A 17-year-old young woman was admitted to our hospital in December 2019 because of increased urine foam and fatigue for 3 weeks.
Laboratory examinations showed protein(3+) and occult blood(2+) in urine. The blood urea nitrogen was 5.39mmol/L, the serum creatinine was 69µmol/L, and the lymphocyte ratio was 62.01%. Kidney color Doppler ultrasound showed increased volume in both kidneys as well as enhanced parenchymal echo. Then kidney biopsy was performed, indicating lymphoblastic lymphoma or leukemia with kidney involvement(Fig. 1A and 1B)and immunohistochemistry showed TdT(+), CD99(+), CD3(-), CD20(part +),CD73(-), PAX5(+), and LCA(part +). Fluorescence in situ hybridization (FISH) result of the kidney biopsy sample showed ZNF384 rearrangement (Fig. 1E). Then bone marrow aspiration and biopsy was performed, revealing disappearance of fat vacuoles and appearance of immature lymphoid cells. A suspected diagnosis of ALL was made, with extreme lymphocyte proliferation and the proportion of lymphoblasts was 50.8% (Fig. 1C and 1D). Flow cytometry(FCM) of bone marrow revealed CD34(+),CD117(-),CD33(+),CD64(-),CD13(+),CD14(-),CD274(-),TSLPR(-),CD11b(-),IgM(+),CD71(-),CD56(+),CD2(-),CD7(-),CD5(-),CD10(+),CD3(-),CD4(-),CD8(-),CD38(+),CD81(+),HLA-DR(+),CD19(+),CD22(+),CD20(+),cMPO(-),cCD3(-), cCD79a(+),TDT(+),CD58(+),CD61(-),CD235a(-),CD11c(-), which was compatible with BCP-ALL(Fig. 2). Next generation sequencing (NGS) showed STAG2 gene mutation in bone marrow and reverse transcription-polymerase chain reaction (RT-PCR) showed negative for leukemia fusion gene.
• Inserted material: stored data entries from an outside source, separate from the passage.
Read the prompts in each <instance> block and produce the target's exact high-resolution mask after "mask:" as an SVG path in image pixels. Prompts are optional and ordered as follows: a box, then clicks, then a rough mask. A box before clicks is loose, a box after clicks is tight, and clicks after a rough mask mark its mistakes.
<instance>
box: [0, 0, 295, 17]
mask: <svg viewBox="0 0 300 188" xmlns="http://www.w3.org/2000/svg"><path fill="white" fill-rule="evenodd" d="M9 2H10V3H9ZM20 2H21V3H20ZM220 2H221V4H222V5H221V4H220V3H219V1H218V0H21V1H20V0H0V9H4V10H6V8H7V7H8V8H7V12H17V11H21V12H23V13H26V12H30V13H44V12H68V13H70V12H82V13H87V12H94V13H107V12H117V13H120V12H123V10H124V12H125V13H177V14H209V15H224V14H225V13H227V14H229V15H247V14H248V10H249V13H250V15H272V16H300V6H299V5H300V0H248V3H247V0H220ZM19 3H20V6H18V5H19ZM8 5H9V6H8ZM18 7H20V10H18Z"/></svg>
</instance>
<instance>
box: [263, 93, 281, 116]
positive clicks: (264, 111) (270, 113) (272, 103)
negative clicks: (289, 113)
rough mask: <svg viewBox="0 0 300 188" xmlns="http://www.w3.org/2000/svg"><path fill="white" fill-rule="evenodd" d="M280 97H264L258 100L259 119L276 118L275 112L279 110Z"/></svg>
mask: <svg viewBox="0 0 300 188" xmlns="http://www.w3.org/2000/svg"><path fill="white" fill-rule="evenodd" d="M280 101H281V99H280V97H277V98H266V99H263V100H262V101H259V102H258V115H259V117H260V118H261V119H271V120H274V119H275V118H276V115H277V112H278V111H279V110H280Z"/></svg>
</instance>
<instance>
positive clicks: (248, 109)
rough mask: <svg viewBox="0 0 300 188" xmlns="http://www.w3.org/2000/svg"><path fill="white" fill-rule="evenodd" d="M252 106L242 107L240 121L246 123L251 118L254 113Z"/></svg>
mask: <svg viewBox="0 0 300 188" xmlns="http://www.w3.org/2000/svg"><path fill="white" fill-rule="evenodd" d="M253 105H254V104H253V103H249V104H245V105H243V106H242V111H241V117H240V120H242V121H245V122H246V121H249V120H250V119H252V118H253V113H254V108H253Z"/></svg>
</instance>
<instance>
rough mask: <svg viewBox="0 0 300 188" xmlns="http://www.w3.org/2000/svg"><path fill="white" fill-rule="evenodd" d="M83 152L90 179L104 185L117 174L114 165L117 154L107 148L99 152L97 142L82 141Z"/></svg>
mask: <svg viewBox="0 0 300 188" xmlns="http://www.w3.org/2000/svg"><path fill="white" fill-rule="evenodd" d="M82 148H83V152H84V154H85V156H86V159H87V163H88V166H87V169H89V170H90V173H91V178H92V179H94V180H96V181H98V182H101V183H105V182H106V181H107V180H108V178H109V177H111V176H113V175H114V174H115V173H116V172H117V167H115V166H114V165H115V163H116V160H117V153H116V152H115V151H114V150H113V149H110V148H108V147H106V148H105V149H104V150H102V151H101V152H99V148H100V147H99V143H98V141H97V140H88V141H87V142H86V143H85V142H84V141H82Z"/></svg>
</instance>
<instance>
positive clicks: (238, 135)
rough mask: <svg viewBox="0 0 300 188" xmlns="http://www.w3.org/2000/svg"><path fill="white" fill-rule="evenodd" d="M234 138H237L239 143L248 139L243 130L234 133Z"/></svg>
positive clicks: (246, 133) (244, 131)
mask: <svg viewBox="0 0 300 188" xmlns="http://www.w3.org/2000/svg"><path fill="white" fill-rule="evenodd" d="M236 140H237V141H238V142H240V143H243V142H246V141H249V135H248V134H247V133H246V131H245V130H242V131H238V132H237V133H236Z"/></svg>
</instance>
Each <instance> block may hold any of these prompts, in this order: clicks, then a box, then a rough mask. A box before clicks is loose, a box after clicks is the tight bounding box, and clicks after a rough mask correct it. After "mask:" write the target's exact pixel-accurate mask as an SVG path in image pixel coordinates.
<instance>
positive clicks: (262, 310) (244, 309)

Her medical history was unremarkable. On physical examination, the patient had an anemic appearance without ecchymosis. The initial laboratory evaluation revealed lymphocytosis (2.37×10 9/L) and moderate anemia (Hb78 g/L, Vitamin B12 164pg/mL, folic acid3.00ng/mL and serum ferritin426.7ug/L). She was diagnosed with BCP-ALL with both kidneys involvement.
After a cycle of VCDLP regimen, the bone marrow was obviously hyperplastic and active, and immature lymphocytes were occasionally observed. FCM showed the ratio of lymphoblasts was 42% with CD34(+),CD10(-),CD19(+),CD38(+),HLA-DR(+),CD64(-),CD13(+),CD20(-),and CD33(+). Since the patient did not achieve remission, a cycle of FLAG salvage treatment was administrated, then the patient was assessed as complete remission(CR). No lymphoblasts were seen in the bone marrow. FCM showed the ratio of lymphoblasts was 0.8% with CD34(+),CD10(-),CD19(+),CD38(+),HLA-DR(+),CD13(+) and STAG2 gene mutation. The volume of both kidneys returned to normal according to color Doppler ultrasound. After the patient achieved CR, an intrathecal drug injection was performed for consolidation therapy. Eight months after the continued complete remission(CCR), the disease relapsed according to bone marrow smear revealing 55.2% of lymphoblasts and FCM showing ALL with the partial expression of CD33. FISH showed ZNF384 rearrangement (39%) according to its probe (Fig. 1F) and positive for IgH rearrangement (37%). The leukemia fusion gene and mutation panel were both negative. But there was no remission in the bone marrow after she was treated with chidamide and a dose-adjusted FLAG plus VP chemotherapeutic regimen, as well as highly sensitive treatment, HAD. The percentage of lymphoblasts was 14.4% and ZNF384 was positive (17.6%) according to FISH. Now the patient has been admitted to the hospital and is receiving chemotherapy regularly. The details of the treatment process were summarized in Supplement Table 1.